Steady-state crystallization of Rydberg excitations in an optically driven lattice gas

TL;DR

This paper investigates how resonant optical driving induces steady-state Rydberg excitation patterns in a one-dimensional lattice, revealing conditions for crystalline order and analyzing the dynamics with advanced simulations and models.

Contribution

It demonstrates that three-level excitation schemes can produce finite-range Rydberg crystalline order, expanding understanding of driven dissipative many-body systems.

Findings

Two-level atoms show only nearest neighbor correlations.

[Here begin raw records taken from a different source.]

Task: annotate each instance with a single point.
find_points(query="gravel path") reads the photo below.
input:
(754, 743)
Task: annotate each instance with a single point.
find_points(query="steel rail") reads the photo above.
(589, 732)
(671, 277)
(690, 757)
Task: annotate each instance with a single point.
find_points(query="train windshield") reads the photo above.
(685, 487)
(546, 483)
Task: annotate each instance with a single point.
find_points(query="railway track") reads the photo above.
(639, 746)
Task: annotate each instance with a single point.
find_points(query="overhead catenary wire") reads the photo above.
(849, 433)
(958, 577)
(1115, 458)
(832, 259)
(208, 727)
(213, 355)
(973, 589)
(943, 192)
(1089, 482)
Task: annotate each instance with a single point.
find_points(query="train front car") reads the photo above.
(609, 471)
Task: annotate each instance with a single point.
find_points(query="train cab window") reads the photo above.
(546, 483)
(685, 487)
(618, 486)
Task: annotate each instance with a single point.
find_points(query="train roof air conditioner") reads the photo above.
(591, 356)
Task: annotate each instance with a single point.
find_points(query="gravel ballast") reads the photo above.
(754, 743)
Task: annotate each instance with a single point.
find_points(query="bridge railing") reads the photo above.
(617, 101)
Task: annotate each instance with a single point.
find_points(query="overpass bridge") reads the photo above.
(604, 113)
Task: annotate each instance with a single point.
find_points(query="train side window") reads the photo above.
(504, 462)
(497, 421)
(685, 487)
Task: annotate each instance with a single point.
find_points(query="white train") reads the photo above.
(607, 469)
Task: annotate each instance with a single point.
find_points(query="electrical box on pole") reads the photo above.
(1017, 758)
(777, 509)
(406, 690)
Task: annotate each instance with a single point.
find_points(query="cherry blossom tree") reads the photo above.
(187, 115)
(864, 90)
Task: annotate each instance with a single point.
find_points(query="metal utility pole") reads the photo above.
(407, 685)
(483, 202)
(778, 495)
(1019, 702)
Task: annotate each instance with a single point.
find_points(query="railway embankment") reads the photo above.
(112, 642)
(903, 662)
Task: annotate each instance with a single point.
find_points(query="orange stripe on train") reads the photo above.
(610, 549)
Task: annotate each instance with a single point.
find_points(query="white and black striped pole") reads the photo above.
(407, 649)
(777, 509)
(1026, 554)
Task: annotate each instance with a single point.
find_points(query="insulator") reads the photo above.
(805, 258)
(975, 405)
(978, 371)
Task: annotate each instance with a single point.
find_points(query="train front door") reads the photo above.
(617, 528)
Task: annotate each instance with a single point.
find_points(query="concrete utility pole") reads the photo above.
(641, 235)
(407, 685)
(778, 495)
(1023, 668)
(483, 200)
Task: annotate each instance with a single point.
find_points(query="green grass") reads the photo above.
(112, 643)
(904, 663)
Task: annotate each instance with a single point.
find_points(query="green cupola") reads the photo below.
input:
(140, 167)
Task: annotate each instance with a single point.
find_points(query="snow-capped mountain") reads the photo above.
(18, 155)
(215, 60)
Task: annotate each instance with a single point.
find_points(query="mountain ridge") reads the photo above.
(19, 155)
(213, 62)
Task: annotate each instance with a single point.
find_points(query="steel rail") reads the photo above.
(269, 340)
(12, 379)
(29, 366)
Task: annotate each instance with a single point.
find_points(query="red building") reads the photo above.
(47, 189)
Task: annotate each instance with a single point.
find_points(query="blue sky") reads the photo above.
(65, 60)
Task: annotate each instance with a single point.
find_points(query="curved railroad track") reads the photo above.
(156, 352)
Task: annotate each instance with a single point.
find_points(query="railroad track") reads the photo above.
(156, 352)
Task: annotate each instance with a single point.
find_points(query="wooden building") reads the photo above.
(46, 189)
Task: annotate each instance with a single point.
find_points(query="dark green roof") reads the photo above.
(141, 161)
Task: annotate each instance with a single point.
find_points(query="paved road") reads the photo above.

Three-level atoms can develop finite-range crystalline order.

Analytic rate equation model qualitatively matches numerical results.

Abstract

We study resonant optical excitations of atoms in a one-dimensional lattice to the Rydberg states interacting via the van der Waals potential which suppresses simultaneous excitation of neighboring atoms. Considering two- and three-level excitation schemes, we analyze the dynamics and stationary state of the continuously-driven, dissipative many-body system employing time-dependent density-matrix renormalization group (t-DMRG) simulations. We show that two-level atoms can exhibit only nearest neighbor correlations, while three-level atoms under dark-state resonant driving can develop finite-range crystalline order of Rydberg excitations. We present an approximate rate equation model whose analytic solution yields qualitative understanding of the numerical results.